With Hypertension, I become eclectic. Angiotensin II, not mTOR suddenly becomes the main villain; angiotensin II inhibition is the main treatment and Ariela Benigni is the leading authority on the multiple effects of angiotensin II. This topic was discussed in the section about angiotensin II inhibition. However, this is not outside the world of Blagosklonny as angiotensin II inhibition is part of the Koschei formula and all our references start with Blogosklonny and Koschei.
mTOR plays a significant role in hypertension as hyperfunctioning vascular smooth muscle cells and increased inflammation plays a major role. Rapamycin can still be expected to block the increased in proinflammatory substances by decreasing messenger RNA used for their production. Furthermore, hypertension causes cardiac hypertrophy and that hypertrophy is blocked by rapamycin.
Nevertheless, in hypertension, angiotensin II is the main driving force and blocking angiotensin II is the main treatment. In this way, we are similar to traditional medicine. Millions of people are now treated for hypertension with angiotensin II inhibition. We differ slightly form traditional medicine in a few ways.
First, we view blocking angiotensin I receptors in the brain of equal importance as treatment of hypertension. Therefore, we only use angiotensin II inhibitors that cross the blood-brain barrier. This is to protect not only cerebral arteries, but the cerebral microcirculation. Protection of the cerebral microcirculation is about increasing Nitric Oxide synthesis. We also want to decrease chronic inflammation in the brain. Studies have shown that only angiotesin inhibitors that cross the blood-brain barrier protect against development of Alzheimer's disease.

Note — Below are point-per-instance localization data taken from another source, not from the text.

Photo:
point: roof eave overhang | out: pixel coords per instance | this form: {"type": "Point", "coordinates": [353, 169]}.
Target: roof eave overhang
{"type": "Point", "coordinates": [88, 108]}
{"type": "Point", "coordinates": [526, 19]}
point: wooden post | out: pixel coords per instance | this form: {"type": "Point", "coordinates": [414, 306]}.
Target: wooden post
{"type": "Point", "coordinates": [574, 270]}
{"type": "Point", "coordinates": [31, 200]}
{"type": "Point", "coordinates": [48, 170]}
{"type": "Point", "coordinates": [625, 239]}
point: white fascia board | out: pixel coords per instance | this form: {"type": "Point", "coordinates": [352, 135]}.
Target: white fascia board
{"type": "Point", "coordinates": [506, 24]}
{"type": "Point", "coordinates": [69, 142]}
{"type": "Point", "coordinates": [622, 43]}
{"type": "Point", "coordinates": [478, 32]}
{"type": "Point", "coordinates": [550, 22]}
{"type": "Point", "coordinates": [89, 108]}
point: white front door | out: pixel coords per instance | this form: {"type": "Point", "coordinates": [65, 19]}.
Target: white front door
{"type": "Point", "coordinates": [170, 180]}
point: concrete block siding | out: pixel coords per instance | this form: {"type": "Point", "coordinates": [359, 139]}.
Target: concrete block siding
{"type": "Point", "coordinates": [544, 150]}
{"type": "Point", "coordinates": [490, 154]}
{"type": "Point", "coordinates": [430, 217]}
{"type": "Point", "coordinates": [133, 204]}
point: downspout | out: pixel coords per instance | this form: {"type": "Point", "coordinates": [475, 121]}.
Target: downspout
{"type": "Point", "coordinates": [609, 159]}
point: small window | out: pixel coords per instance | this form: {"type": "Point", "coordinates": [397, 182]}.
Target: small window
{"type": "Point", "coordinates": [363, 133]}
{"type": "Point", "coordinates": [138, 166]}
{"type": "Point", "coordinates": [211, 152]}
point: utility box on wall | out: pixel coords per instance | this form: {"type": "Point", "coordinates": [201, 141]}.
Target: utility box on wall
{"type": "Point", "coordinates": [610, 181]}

The main drug we like is Candesartan. It crosses the blood-brain barrier, and it doesn't stimulate PPARg, which promotes adipogenesis.
The second difference from traditional medicine, is that we view blocking angiotensin II as not just treating hypertension, but also as acting as an excellent anti-aging drug.
Blocking Angiotensin I receptors decreases superoxide and increases Nitric oxide. In addition to decreasing hypertension, this has many other beneficial effects including decreasing inflammation, decreasing oxygen free radicals and preserving mitochondria.
Atherosclerosis is increasingly seen as part auto-immune disease. Oxidized lipoproteins are misinterpreted by pattern-receptors, part of the innate immune system, as foreign invaders. Oxidized lipoproteins then provoke an intense inflammatory reaction. This inflammatory reaction is driven by Angiotensin I receptors and mediated by superoxide. Blocking angiotensin I receptors blocks this reaction.
In hypertension and atherosclerosis, we are dealing with extremely complex and interrelated pathogenesis with very many moving parts. Prevention of the disease process requires treatment on the molecular and cellular level and requires a package of drugs. Statins, metformin, aspirin all play a role in addition to rapamycin and angiotensin II inhibition.